Here is a runbook for the HostPhysicalComponentTooHot alert rule:

Meaning #

The HostPhysicalComponentTooHot alert is triggered when a physical component on a host (such as a CPU, GPU, or hard drive) exceeds a temperature of 75°C. This alert is generated by Prometheus using data from the Node Exporter, which monitors hardware sensors on the host.

Impact #

A hot physical component can lead to reduced performance, increased power consumption, and even hardware failure.
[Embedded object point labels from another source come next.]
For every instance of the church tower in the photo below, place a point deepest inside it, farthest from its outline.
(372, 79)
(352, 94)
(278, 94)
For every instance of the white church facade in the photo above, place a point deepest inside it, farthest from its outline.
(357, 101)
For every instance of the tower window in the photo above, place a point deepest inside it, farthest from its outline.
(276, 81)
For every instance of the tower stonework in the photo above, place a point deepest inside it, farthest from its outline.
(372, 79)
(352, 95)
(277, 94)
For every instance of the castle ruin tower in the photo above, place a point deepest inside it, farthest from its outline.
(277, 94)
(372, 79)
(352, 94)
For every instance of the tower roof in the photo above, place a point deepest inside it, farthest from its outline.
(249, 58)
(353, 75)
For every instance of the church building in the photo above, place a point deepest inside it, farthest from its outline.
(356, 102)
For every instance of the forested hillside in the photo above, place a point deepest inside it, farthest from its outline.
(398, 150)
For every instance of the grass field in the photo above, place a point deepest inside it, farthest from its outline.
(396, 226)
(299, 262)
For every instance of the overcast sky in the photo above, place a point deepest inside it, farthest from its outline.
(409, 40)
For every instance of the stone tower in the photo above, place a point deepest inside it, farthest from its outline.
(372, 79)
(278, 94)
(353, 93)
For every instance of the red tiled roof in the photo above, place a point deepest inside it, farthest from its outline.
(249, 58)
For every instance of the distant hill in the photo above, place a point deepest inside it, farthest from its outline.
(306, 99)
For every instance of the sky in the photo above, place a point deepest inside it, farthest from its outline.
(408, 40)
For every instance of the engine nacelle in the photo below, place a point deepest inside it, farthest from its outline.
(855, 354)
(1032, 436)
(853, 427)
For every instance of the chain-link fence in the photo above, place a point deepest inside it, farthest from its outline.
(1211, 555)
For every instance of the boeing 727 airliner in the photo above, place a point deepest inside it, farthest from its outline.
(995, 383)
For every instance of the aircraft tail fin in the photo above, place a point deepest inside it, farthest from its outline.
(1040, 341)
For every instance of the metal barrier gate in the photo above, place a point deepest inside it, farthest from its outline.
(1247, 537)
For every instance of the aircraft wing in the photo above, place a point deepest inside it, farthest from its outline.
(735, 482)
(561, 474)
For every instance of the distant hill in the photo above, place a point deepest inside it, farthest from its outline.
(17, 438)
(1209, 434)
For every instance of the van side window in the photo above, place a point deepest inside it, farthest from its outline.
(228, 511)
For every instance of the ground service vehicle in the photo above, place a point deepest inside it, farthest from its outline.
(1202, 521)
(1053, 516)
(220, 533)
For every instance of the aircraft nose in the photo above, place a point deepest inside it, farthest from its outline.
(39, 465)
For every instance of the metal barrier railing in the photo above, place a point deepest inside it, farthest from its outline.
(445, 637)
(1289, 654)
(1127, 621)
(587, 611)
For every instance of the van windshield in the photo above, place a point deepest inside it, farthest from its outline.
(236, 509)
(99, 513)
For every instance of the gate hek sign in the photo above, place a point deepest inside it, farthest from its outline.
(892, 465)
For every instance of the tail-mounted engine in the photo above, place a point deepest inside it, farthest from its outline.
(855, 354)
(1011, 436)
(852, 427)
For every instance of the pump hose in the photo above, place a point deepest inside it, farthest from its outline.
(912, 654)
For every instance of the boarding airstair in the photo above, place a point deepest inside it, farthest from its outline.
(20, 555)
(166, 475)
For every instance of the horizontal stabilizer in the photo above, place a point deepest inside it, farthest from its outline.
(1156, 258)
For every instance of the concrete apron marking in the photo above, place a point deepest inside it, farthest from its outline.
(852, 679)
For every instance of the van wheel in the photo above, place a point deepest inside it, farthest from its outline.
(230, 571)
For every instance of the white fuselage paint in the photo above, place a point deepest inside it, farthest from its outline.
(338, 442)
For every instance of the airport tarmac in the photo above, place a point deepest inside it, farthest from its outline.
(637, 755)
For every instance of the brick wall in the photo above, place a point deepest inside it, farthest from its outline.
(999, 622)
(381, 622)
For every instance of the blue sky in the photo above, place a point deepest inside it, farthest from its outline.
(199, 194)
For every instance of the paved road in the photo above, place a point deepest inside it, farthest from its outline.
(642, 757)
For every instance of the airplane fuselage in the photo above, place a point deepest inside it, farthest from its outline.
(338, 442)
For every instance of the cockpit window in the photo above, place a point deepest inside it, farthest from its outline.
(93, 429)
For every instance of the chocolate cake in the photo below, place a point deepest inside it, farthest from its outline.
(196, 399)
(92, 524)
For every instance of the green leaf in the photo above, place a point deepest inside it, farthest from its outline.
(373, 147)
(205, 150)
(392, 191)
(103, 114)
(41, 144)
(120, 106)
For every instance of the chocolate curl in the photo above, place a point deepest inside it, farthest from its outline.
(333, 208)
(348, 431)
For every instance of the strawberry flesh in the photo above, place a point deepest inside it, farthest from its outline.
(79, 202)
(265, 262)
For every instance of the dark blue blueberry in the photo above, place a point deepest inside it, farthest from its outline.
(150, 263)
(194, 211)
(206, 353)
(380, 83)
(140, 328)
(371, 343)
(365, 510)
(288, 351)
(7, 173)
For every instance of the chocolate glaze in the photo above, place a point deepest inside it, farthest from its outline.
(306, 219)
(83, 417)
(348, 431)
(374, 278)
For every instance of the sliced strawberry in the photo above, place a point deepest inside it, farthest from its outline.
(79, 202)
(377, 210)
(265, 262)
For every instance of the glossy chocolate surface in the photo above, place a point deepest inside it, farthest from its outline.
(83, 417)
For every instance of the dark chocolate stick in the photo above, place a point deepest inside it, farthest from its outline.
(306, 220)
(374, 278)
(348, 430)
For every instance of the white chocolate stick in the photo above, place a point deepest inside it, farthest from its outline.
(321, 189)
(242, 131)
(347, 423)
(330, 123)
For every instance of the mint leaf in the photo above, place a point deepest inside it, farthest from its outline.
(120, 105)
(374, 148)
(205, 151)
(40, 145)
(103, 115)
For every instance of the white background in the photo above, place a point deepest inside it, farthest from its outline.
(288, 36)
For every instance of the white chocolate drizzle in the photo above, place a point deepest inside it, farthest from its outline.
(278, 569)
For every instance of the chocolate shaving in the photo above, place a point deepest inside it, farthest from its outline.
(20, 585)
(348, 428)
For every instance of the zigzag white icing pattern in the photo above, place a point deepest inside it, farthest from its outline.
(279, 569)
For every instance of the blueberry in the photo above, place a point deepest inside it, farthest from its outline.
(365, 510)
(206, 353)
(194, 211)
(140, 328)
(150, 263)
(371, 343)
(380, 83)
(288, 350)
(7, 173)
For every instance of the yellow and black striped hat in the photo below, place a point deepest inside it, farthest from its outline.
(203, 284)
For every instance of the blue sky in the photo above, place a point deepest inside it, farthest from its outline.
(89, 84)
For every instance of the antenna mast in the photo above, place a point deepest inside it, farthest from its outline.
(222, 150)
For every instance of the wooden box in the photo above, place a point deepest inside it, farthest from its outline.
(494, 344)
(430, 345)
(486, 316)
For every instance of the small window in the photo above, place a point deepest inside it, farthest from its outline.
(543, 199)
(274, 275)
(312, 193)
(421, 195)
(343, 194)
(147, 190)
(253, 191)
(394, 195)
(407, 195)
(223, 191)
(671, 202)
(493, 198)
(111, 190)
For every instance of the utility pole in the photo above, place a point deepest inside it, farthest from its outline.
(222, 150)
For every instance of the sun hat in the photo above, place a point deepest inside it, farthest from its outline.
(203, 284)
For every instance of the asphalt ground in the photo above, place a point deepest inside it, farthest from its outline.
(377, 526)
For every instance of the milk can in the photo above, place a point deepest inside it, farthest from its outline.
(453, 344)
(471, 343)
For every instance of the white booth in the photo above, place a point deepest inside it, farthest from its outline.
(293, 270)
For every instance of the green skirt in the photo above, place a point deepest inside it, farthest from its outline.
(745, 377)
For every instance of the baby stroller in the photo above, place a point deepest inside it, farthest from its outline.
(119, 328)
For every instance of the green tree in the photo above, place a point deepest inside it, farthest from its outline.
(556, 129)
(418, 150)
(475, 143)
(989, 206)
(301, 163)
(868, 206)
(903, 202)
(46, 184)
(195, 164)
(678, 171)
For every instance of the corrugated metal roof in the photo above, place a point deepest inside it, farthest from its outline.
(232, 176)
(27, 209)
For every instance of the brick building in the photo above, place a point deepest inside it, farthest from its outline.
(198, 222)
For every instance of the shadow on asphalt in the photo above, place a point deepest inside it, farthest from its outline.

If left unchecked, this can result in:

  • Slow system response times
  • Increased risk of hardware failure, leading to downtime and data loss
  • Increased power consumption, leading to increased costs and environmental impact

Diagnosis #

To diagnose the issue, follow these steps:

  1. Identify the specific host and component that is overheating using the instance label in the alert.
  2. Review the node_hwmon_temp_celsius metric to determine the current temperature of the component.
  3. Check the system logs for any error messages related to the overheating component.
  4. Verify that the component is properly seated and that there are no blockages to airflow around the component.
  5. Check the system’s cooling system to ensure it is functioning properly.

Mitigation #

To mitigate the issue, follow these steps:

  1. Immediately investigate the cause of the overheating and take corrective action to prevent further overheating.
  2. Implement temporary cooling measures, such as fans or air conditioning, to reduce the temperature of the component.
  3. Schedule maintenance to clean dust from the component and ensure proper airflow.
  4. Consider replacing the overheating component if it is faulty or worn out.
  5. Verify that the system’s cooling system is functioning properly and make any necessary adjustments.

Remember to always follow proper safety procedures when working with electrical components, and consult with a qualified technician if you are unsure about any of the mitigation steps.